Mais qu’en était-il dans le monde romain, tel qu’on peut le comprendre à partir des témoignages littéraires de la fin de la République (1er s. avant J.-C.) et des deux premiers siècles de l’Empire ? Qu’est-ce qu’un beau corps ? Qu’est-ce qu’une allure et une tenue «décentes», pour un citoyen romain ou une matrona de la fin de la République et du Haut-Empire ?
Beautés romaines
Si on peut considérer, en s’appuyant sur le lexique latin, qu’il y a, dans les textes, coïncidence entre beauté physique et beauté morale, et, inversement, entre laideur physique et laideur morale 2, cependant, d’après ces mêmes textes, il existe plusieurs types de beauté, dont toutes ne sont pas conditionnées par la conformité à des normes morales. Il en va ainsi de la beauté des pueri delicati, les jeunes esclaves, imberbes, aux cheveux fournis, qui constituent un délice pour les yeux du maître et de ses invités au banquet. Il s’agit ici d’une beauté « à la grecque », inspirée des canons de beauté qu’on peut trouver dans les textes des poètes, des médecins ou des auteurs des dits « romans » grecs : teint éclatant et sain mêlé de blanc et de rouge, peau lisse, blondeur. La beauté attribuée aux héros épiques, notamment celle des jeunes princes troyens qui entourent Énée dans le poème de Virgile, a elle aussi pour modèle la beauté des vaillants héros des épopées grecques.

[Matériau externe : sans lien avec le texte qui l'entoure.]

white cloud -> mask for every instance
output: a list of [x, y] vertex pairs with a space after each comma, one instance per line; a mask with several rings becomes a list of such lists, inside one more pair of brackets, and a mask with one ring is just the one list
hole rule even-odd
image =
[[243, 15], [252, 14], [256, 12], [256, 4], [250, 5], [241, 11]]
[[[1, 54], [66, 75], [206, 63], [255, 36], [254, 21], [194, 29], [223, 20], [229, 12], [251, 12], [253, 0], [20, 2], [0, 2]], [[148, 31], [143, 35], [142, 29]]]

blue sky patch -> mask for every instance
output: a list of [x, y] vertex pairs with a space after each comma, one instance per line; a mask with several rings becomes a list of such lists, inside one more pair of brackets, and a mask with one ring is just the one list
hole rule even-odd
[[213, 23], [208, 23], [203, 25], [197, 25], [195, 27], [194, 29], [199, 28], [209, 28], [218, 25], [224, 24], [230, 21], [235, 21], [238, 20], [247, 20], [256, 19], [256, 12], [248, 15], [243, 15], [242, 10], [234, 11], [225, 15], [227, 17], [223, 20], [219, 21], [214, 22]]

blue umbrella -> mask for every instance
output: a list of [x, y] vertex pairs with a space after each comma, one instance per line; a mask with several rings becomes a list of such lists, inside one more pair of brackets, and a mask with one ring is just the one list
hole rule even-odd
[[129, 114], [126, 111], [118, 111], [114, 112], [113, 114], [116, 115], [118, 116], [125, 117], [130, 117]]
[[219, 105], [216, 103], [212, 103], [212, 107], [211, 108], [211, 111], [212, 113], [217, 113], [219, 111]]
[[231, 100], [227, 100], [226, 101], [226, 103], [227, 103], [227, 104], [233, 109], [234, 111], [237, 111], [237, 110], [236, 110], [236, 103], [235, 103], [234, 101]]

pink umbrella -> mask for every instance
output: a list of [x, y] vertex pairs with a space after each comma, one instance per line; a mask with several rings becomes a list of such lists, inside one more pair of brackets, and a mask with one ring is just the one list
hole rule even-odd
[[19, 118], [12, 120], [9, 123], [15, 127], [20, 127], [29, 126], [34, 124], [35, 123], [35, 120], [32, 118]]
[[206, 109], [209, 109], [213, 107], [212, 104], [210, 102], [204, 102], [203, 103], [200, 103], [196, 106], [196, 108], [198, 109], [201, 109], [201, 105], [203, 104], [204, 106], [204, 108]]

Mais, à côté de cette beauté qui emprunte à des stéréotypes littéraires, il existe une beauté convenable, celle de l’homme de bien (vir bonus), qui correspond à ce que Cicéron en particulier (dans son traité Les devoirs) désigne sous le nom de dignitas. Celle-ci tient moins à l’esthétisme des traits du visage et de la forme du corps, qu’à une convenance dans la façon de se vêtir et de se tenir (habitus), dans la démarche (incessus) et dans l’ensemble des signes corporels : gestes, voix, regards. Ici, le corps évalué est vivant, en mouvement et vêtu. Et son modèle n’est pas le corps divin, encore moins la représentation du corps divin en nudité.

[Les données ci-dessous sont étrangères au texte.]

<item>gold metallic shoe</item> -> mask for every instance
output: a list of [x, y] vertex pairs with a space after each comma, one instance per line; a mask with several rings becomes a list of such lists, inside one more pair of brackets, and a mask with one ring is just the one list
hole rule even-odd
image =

En contexte romain, la beauté physique, qui est essentiellement celle du visage, seule partie visible du corps du citoyen enveloppé dans la toge, est plus un danger qu’un avantage pour l’exercice de la vie publique : elle peut être source de désirs indécents de la part d’hommes ou de femmes et de médisances. Les épouses honorables des citoyens sont de même couvertes de vêtements, tête comprise, quand elles sont à l’extérieur de la maison.
Lire les signes du corps
La conception de la beauté convenable, en adéquation avec le statut social, le lieu et le moment, prend place dans une société du face-à-face, où les expressions du visage (vultus) et toutes les manifestations du corps sont susceptibles d’être déchiffrées, interprétées, commentées.

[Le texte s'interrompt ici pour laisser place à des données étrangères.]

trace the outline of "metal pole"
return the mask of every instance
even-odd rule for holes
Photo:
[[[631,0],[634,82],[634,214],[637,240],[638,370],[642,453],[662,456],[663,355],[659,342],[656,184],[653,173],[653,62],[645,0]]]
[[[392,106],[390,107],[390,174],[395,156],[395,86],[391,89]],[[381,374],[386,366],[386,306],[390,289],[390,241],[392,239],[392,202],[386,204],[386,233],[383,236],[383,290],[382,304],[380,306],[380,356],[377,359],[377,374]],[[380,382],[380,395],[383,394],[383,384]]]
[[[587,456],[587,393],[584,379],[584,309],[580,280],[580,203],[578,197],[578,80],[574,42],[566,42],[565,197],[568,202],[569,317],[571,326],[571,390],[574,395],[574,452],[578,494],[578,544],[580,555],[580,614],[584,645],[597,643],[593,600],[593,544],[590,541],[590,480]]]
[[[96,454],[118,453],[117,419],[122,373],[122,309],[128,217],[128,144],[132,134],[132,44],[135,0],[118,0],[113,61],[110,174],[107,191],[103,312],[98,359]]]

Cette « lecture » des signes du corps est à l’œuvre dans la physiognomonie, mais elle déborde largement le cadre des traités qui exposent ce type de connaissances et de pratiques, notamment parce qu’elle concerne bien d’autres signes que les traits du visage ou la forme des parties du corps : le maintien, l’allure, la façon de porter le vêtement, de se mouvoir avec lui, ce qu’on peut appeler la présentation de soi. Les deux types de lecture ont cependant en commun d’accorder une grande importance à l’impression générale (ce que les traités de physiognomonie appellent epiprepeia) et de fonder certaines interprétations morales sur un détail isolé (un geste de la main, par exemple).

Pour les hommes, la dignitas, qu’on peut traduire par prestance – comme l’a fait Danièle Conso3 –, est un élément essentiel de la carrière oratoire et politique. Elle joue, pour celui qui en est porteur, le rôle d’une commendatio : elle le « recommande » favorablement auprès d’un auditoire, auprès de ses pairs comme de ses obligés. La dignitas suppose de donner à autrui une impression d’ensemble favorable, dépourvue de signes d’efféminement (mollitia).
Cette mollitia, à la fois « mollesse » et « efféminement », s’oppose à des qualités tant physiques que morales : la fermeté (duritia, firmitas), le sérieux (gravitas), la maîtrise de soi (constantia). De même, l’ondulation ou les lignes brisées du corps, des gestes, mais aussi de la voix et même des cheveux s’opposent à la rectitude du maintien du corps et de la moralité.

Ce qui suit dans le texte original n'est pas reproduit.